I get it. Everybody’s different. But I often wonder why. What makes people so different from me? I feel like the majority of the world is okay with being hurtful, demeaning, and just flat out rude. We live in a society that believes that you have to fight to get what you want by any means necessary; where it’s cool to lie to your brother to con some cash out of him; it’s okay to sleep with the secretary and then go home and screw your wife. Being a conniving, deceitful person is the norm and to be expected. And it’s sickening.
My eyes were opened to this reality today as I had to get myself in check. I found myself lashing the same behavior on others that was lashed on me. People feel the need to crush the goals of others when they do not comprehend them. I found myself doing the same thing recently. If I did not foresee validity in someone’s vision, I would verbalize it; something I’d never done. As if I have anything to do with what goes on in their mind. As if I have any right to question what could possibly be God sent.

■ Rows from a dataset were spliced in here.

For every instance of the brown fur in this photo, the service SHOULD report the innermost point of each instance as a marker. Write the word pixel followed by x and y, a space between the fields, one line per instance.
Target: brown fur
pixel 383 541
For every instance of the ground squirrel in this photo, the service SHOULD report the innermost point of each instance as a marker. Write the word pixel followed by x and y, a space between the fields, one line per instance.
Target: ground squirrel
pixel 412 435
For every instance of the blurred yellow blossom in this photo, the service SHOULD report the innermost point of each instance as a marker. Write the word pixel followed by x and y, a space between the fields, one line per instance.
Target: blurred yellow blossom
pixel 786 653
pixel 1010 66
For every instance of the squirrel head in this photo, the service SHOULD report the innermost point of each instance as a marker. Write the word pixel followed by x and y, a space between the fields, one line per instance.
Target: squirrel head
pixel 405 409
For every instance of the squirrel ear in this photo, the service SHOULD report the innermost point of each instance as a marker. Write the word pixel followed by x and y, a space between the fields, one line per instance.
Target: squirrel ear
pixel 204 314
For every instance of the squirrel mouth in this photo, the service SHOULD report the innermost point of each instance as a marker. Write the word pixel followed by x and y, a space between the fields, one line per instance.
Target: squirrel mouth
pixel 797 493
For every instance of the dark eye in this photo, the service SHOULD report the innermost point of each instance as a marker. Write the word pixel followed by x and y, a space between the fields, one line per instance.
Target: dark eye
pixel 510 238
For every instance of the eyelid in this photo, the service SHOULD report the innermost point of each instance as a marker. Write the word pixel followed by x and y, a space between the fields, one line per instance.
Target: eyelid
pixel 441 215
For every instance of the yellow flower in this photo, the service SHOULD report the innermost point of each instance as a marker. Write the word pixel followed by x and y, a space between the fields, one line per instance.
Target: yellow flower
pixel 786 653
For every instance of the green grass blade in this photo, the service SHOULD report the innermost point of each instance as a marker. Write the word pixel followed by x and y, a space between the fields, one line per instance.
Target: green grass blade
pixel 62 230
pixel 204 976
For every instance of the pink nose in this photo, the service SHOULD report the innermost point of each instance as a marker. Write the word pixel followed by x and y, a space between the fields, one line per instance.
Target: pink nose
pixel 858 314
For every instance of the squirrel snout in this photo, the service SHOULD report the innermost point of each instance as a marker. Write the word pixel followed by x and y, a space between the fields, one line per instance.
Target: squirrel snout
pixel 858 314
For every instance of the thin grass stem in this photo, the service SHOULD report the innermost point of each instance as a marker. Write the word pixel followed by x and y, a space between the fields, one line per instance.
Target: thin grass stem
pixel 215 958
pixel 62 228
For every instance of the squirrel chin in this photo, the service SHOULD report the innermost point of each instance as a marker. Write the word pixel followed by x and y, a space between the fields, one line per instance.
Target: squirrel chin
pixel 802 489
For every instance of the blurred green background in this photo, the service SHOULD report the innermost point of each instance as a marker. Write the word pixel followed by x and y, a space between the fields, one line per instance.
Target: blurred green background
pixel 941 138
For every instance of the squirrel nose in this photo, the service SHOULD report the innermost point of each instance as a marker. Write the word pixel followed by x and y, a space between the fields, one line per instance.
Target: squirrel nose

I had this wake up call today in speaking with someone that I love dearly. Their tone with me felt very negative and I was hurt by it. While I credit this pain to my oversensitivity, I could not help the “forget the world” response that ran through my heart. I was saddened to the point of tears and not wanting to ever discuss any part of my life with people,
even especially those, close to me.
People don’t understand your excitement regarding whatever it is that drives you. God hasn’t placed the same vision in them so how can we expect them to? This is the reason we cannot share everything. Some things are meant to be kept to yourself. Learning to bite your tongue goes against everything in human nature. We are sharers. We like to share our life events, we like to gossip, we like to talk. But words can be harmful. Talking too much can result in diarrhea of the mouth leaving the feeling of regret and sorrow.
And now that I recognize the disloyalty of people, I don’t want to talk to anybody. Dramatic as it may seem, I do not want to discuss my feelings, my dreams, my hopes with the likes of anyone. Men keep their emotions bottled up forever and they tend to be much happier than us sensitive females. And I have found that’s what works for me as well. It’s what allows us to easily let things go rather than harboring onto past hurts. It’s what keeps us sane. We are always going to have to deal with people and people are ultimately going to hurt us at some point if around them enough. So why not make it easier on ourselves and deal with issues on our own, without the assistance of the person on the other end of the phone? Suck it up and deal with life.